The skill tree has to be restarted in each region too, because of course it bloody does. Each region has an unlockable power, like a temporary strength boost, or—oh praise be—restoring your health. Another crucial branch of the tree unlocks spirit cards that get added to your hand whenever you defeat an enemy, and these can be genuinely game-changing. Finally taking out a monster that’s been ruining your life for the last hour and then being rewarded by being able to use their attack on all its friends makes all that pain worth it. Just.
(Image credit: The Outer Zone)
Even though that extra mana cost can be crippling, there’s nothing stopping you from sticking a few expensive cards from other regions in your deck, which opens up the combat possibilities massively. Regions also have a nice habit of looking small, only to reveal hidden caves, routes, and even the inside of a friendly whale. (True, that friendly whale looks like it was designed by David Cronenberg on an ecstasy comedown, but take what you can get here.)
The more you explore and plunder, the more cards you’ll discover, naturally. You’ll want to wander around anyway, as it’s a fine-looking adventure with a welcome surreal streak. A cliff suddenly sprouting a realistic-looking nose doesn’t quite take the sting off losing all my death howls yet again, but it doesn’t hurt.

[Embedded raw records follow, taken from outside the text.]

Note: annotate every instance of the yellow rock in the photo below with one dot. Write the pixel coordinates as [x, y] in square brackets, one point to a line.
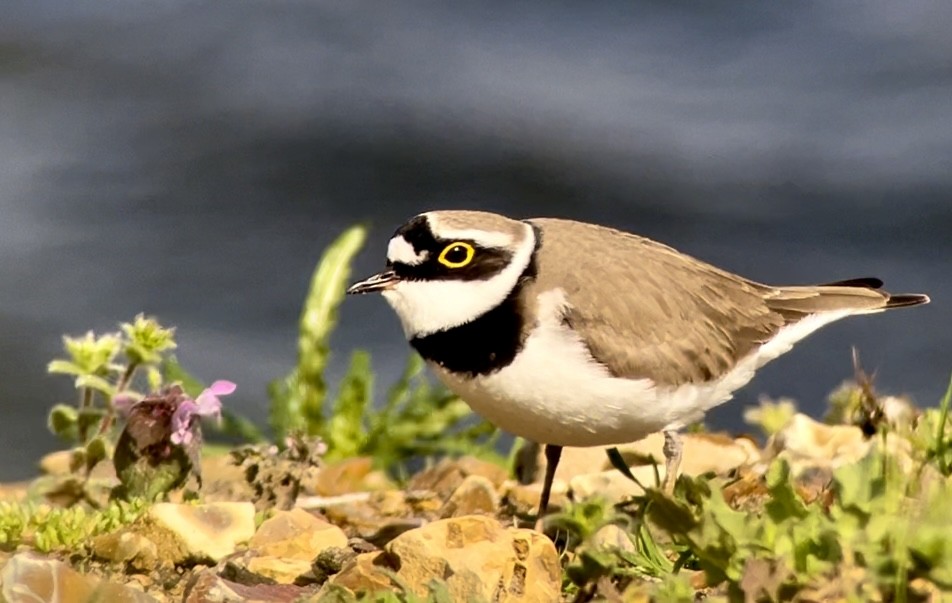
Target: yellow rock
[296, 534]
[210, 531]
[478, 558]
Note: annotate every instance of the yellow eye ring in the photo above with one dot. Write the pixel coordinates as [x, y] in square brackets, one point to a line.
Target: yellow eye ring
[455, 249]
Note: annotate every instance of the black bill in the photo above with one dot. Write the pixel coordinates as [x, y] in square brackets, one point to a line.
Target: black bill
[377, 282]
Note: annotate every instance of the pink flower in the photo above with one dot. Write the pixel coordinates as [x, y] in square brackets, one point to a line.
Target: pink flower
[206, 404]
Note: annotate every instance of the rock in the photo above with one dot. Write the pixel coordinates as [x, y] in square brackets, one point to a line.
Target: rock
[384, 514]
[211, 531]
[331, 561]
[27, 578]
[344, 477]
[477, 557]
[362, 573]
[127, 547]
[296, 534]
[476, 494]
[208, 587]
[447, 475]
[522, 500]
[809, 445]
[279, 569]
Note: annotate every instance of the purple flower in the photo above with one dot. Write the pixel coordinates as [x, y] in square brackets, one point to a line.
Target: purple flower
[206, 404]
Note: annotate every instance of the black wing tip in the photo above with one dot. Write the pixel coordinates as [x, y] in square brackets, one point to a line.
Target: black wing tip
[892, 301]
[907, 299]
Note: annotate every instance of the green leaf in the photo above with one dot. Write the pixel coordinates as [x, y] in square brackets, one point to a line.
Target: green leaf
[96, 450]
[146, 340]
[345, 432]
[63, 420]
[96, 383]
[297, 400]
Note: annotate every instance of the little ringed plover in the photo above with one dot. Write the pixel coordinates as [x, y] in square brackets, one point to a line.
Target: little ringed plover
[572, 334]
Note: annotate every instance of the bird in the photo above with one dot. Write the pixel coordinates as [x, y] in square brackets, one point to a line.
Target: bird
[568, 333]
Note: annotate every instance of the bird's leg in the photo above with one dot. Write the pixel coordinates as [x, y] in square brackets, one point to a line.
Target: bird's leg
[552, 455]
[672, 459]
[618, 462]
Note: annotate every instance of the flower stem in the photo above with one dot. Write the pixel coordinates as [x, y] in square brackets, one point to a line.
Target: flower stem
[123, 383]
[86, 401]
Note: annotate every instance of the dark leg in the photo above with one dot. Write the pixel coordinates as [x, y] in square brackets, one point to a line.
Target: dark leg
[618, 462]
[672, 459]
[552, 455]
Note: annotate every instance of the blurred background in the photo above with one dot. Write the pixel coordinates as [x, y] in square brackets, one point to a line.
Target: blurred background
[192, 159]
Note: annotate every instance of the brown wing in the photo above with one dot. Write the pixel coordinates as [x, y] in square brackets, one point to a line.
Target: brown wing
[645, 310]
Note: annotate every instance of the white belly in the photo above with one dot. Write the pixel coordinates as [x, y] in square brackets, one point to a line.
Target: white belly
[555, 393]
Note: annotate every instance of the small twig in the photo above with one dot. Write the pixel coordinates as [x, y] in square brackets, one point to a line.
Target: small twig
[322, 502]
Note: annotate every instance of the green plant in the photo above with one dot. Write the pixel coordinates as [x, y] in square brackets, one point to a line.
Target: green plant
[882, 524]
[416, 419]
[47, 528]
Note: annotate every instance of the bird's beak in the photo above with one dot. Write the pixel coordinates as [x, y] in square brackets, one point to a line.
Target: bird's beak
[378, 282]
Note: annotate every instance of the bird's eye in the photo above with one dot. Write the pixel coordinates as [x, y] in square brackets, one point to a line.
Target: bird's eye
[457, 255]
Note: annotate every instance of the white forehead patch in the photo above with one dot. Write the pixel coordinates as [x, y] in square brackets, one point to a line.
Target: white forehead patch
[428, 306]
[483, 238]
[399, 250]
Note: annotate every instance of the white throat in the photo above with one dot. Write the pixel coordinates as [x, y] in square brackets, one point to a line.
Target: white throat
[426, 307]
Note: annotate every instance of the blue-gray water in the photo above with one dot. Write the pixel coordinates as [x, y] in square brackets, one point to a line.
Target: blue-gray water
[191, 160]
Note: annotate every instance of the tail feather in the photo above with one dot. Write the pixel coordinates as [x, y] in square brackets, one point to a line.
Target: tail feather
[906, 299]
[857, 296]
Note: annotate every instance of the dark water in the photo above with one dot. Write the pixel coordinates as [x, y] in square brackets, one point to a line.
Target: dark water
[192, 159]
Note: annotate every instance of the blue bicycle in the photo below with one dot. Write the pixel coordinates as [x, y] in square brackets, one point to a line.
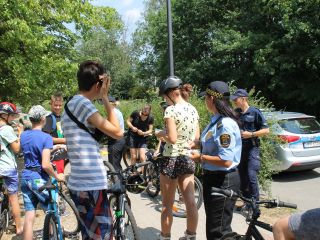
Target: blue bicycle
[62, 216]
[5, 214]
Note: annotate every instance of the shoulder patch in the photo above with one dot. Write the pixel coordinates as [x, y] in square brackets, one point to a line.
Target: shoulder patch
[225, 140]
[219, 125]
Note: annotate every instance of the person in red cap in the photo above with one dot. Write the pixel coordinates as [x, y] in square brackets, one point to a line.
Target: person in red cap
[10, 145]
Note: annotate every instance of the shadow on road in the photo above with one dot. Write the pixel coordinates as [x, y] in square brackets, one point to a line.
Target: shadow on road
[149, 233]
[296, 176]
[154, 202]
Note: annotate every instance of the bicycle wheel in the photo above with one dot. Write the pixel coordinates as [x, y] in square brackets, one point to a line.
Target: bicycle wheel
[152, 174]
[127, 223]
[67, 171]
[232, 236]
[50, 230]
[69, 215]
[179, 208]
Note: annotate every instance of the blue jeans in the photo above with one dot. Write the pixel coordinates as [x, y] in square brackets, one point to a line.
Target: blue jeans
[248, 169]
[31, 195]
[219, 209]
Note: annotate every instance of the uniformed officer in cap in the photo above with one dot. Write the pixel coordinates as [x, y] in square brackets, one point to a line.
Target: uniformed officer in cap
[253, 126]
[220, 155]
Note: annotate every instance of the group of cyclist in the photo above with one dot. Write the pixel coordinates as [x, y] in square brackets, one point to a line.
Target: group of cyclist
[228, 140]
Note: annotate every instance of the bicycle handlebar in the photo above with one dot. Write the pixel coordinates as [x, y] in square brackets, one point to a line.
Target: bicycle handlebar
[268, 203]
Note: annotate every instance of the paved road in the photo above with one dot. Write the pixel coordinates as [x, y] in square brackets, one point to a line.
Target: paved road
[301, 188]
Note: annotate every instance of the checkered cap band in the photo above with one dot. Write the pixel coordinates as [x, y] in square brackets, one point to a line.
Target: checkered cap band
[37, 112]
[213, 93]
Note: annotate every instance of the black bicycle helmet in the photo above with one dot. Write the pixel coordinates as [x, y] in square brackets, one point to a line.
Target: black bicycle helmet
[8, 108]
[135, 184]
[171, 82]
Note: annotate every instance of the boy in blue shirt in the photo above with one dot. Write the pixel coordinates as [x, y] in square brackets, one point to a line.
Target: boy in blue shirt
[10, 145]
[36, 147]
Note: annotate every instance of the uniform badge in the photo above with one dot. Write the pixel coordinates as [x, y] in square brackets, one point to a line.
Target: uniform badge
[225, 140]
[208, 135]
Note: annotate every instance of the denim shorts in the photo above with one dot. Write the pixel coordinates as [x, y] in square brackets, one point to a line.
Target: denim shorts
[10, 180]
[95, 214]
[31, 196]
[137, 142]
[305, 225]
[174, 167]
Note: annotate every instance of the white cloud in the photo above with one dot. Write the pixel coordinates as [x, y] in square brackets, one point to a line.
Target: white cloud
[127, 3]
[132, 15]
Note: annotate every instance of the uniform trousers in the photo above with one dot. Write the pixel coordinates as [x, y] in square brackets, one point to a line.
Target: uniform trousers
[218, 208]
[248, 169]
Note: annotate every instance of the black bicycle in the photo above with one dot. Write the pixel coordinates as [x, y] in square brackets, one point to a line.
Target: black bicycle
[252, 214]
[152, 176]
[125, 225]
[62, 217]
[5, 213]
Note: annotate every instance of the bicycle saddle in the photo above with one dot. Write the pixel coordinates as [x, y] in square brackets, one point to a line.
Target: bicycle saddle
[117, 188]
[48, 186]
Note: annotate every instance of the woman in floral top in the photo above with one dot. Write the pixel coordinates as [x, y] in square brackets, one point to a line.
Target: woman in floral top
[182, 127]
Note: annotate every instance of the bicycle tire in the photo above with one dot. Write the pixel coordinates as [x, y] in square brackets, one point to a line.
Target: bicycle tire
[4, 221]
[178, 209]
[111, 178]
[69, 215]
[131, 231]
[126, 156]
[50, 224]
[153, 187]
[232, 236]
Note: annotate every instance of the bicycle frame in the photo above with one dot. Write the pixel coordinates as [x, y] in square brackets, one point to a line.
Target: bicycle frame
[53, 206]
[120, 212]
[254, 232]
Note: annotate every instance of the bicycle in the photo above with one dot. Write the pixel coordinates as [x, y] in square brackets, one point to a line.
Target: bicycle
[152, 175]
[252, 214]
[5, 213]
[62, 218]
[124, 225]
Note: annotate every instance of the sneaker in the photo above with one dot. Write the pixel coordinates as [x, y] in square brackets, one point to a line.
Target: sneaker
[188, 236]
[160, 237]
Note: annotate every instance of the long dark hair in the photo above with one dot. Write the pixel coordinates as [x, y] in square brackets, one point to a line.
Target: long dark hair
[224, 108]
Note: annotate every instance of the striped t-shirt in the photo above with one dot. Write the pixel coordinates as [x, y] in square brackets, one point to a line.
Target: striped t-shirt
[87, 168]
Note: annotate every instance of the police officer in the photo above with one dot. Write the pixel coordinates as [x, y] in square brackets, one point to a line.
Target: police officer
[220, 155]
[253, 126]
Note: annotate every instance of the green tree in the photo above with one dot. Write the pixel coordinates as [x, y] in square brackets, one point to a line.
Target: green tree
[112, 50]
[37, 51]
[272, 45]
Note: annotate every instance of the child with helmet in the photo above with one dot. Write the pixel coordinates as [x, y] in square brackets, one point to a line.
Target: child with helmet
[10, 145]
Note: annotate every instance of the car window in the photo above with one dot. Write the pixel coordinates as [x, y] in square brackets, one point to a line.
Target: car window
[300, 126]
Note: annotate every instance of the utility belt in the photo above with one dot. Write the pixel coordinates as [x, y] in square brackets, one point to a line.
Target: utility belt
[251, 142]
[34, 169]
[220, 172]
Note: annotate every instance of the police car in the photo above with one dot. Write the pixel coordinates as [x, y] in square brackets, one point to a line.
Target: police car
[300, 148]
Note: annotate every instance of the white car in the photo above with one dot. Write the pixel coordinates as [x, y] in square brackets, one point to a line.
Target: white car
[301, 134]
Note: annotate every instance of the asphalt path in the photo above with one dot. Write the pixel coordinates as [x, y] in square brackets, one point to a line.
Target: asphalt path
[301, 188]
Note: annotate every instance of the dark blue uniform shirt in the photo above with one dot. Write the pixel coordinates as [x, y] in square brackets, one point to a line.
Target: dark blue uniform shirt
[252, 120]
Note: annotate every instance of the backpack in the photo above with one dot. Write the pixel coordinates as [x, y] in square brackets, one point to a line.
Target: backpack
[54, 123]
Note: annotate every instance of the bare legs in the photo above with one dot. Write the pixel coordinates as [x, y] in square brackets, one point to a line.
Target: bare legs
[16, 212]
[168, 187]
[281, 230]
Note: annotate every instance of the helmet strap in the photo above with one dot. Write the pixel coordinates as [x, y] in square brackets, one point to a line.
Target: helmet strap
[171, 99]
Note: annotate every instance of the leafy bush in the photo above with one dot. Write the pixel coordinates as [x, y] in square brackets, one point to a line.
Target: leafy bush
[267, 150]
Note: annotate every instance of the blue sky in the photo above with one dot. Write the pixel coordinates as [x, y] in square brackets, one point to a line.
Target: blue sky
[130, 10]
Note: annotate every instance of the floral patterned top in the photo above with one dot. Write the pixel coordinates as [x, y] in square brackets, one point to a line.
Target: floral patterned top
[186, 118]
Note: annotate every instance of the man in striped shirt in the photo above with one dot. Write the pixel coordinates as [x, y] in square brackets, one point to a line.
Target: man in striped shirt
[88, 180]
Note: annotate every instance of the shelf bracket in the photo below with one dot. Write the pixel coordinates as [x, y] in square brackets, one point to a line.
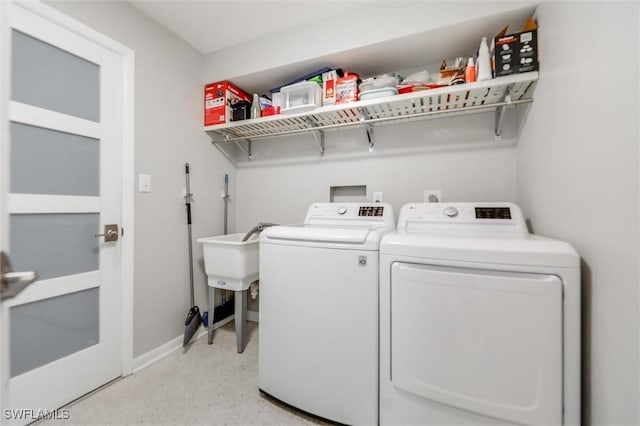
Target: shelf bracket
[246, 151]
[368, 128]
[500, 112]
[370, 138]
[318, 135]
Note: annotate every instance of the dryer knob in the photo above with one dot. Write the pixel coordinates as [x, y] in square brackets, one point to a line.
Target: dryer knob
[451, 211]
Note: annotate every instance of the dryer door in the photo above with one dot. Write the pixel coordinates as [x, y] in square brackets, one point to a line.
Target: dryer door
[489, 342]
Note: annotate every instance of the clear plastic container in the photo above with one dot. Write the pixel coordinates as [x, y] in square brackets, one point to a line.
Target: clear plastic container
[300, 97]
[380, 82]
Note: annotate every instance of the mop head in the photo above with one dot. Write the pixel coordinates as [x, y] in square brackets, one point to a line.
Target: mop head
[191, 324]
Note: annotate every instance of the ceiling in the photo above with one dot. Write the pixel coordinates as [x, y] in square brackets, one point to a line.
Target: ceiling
[209, 25]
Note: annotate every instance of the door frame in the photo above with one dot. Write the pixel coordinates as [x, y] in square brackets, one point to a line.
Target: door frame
[128, 156]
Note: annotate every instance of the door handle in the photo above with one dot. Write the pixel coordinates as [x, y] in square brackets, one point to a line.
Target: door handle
[110, 233]
[12, 283]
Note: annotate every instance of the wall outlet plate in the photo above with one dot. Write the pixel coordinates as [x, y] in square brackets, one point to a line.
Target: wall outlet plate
[432, 195]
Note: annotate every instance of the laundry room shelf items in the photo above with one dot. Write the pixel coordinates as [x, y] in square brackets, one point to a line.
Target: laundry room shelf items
[495, 94]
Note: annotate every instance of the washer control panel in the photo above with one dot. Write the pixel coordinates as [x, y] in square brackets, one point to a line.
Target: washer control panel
[351, 214]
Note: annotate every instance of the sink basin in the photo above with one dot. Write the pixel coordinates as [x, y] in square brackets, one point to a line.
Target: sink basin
[229, 262]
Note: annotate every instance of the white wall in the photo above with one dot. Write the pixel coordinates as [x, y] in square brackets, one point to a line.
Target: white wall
[479, 170]
[577, 180]
[168, 132]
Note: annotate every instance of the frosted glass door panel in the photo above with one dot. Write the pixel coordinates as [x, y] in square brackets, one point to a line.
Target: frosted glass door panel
[50, 329]
[55, 245]
[51, 78]
[45, 161]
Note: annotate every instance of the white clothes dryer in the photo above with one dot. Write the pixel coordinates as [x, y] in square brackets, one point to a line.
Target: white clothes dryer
[479, 320]
[318, 333]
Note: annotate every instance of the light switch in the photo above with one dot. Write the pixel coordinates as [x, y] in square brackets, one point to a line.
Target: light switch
[144, 183]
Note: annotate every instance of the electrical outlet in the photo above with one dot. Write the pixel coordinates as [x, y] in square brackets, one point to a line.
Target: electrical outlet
[144, 183]
[433, 195]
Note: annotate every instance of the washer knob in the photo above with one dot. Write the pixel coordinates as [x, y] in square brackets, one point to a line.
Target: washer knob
[451, 211]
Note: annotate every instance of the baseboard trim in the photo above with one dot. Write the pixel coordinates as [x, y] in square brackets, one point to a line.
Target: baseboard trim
[155, 355]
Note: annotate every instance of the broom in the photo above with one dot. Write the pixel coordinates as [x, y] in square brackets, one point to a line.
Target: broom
[194, 319]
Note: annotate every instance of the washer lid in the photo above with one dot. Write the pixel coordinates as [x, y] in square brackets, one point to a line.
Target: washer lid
[362, 238]
[528, 250]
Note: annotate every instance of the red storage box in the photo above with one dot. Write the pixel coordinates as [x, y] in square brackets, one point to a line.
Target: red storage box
[218, 99]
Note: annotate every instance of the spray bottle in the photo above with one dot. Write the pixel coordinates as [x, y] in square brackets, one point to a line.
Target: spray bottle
[483, 66]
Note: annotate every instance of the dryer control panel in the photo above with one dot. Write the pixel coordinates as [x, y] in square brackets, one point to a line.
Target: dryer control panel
[463, 217]
[351, 214]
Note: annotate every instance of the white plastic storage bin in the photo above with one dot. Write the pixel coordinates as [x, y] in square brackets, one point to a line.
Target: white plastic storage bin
[300, 97]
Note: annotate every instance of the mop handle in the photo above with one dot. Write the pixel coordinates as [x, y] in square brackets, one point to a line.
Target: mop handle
[188, 204]
[226, 202]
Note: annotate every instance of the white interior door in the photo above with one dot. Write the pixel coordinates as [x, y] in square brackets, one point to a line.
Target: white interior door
[61, 336]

(Image credit: The Outer Zone)
It’s a well-told tale, too. Given the subject matter, this could easily have been a melodramatic pummeling of the heartstrings or a grimdark misery-fest. Instead it’s surprisingly compassionate, occasionally even funny, and clearly written with a big heart. Bigger than the heart of whoever made those horrible one-hit-kill jellyfish, anyway.
Like most bullies, Death Howl isn’t perfect. Grinding to get an inroad in new areas can get tedious, and some enemy attacks are cheaper than getting someone a PC Gamer subscription for Christmas. But persevere and you’ll find a rewarding game that reminded me why I fell unhealthily in love with soulslikes and deckbuilders in the first place.